In a recent interview with Quesabesde, Miguel Angel Garcia, the CEO of Olympus Spain, dropped another “official” hint at what the camera company is cooking up to replace the E-5. The subsequent article, which initially said that the camera would be compatible with both Micro Four Thirds and Four Thirds Lenses, has since been reworded to state simply that the replacement for the E-5 will be “capable of harnessing the full potential of Four Thirds lenses.”
All of the remaining details come courtesy of DSLRmagazine and previous statements made by President of Olympus, Haruo Ogawa. They’re reporting that the next iteration will be somewhere between the E-M5 and E-5 in size and come equipped with a “spectacular” electronic view finder, some very advanced new features, and a price tag that outweighs the one you’ll find attached to the E-M5. In regards to lenses, the magazine says to expect an MFT mount, and a special FT adapter that will make good on Mr. Garcia’s promise mentioned above.

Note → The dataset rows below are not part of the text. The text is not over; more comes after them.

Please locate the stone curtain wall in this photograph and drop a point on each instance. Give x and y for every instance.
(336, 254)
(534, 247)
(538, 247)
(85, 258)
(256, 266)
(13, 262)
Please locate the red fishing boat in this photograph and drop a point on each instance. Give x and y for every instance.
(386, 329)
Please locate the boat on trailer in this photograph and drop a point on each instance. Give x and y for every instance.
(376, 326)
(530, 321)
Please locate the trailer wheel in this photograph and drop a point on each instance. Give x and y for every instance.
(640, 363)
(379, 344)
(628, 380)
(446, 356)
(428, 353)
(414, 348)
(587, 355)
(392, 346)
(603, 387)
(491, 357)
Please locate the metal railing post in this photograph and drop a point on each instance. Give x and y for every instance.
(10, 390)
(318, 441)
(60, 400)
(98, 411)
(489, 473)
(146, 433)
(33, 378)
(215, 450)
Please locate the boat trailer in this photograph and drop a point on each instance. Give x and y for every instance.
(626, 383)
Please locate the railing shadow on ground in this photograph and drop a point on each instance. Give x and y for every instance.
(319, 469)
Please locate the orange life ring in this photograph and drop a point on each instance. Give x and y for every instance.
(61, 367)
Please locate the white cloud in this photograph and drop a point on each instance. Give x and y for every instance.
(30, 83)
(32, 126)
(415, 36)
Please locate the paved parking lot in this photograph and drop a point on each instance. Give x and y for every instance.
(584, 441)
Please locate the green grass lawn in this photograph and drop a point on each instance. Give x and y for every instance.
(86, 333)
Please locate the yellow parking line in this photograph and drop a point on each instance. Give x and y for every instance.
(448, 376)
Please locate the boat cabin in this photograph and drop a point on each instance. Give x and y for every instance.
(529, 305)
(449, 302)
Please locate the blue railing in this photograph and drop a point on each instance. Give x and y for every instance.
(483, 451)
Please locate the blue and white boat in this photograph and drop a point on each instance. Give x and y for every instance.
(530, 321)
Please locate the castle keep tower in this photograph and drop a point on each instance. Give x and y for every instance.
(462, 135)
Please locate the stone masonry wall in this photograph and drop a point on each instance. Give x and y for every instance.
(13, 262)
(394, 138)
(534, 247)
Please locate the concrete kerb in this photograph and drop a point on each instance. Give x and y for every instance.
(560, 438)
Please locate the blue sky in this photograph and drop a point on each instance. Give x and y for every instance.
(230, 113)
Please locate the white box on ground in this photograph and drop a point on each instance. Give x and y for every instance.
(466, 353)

The E-5, released in 2010, is a Four Thirds DSLR in earnest — no if’s, and’s, or electronic viewfinders. All of the recent statements and rumors, however, seem to point away from a true SLR as a replacement. After all, why specify that it’s going to be compatible with the full range of four thirds lenses unless it comes with a Micro Four Thirds body?
As you can tell, details are still thin, but it seems that reports from way back in 2010 that Olympus would be moving away from SLRs entirely are finally starting to come to fruition.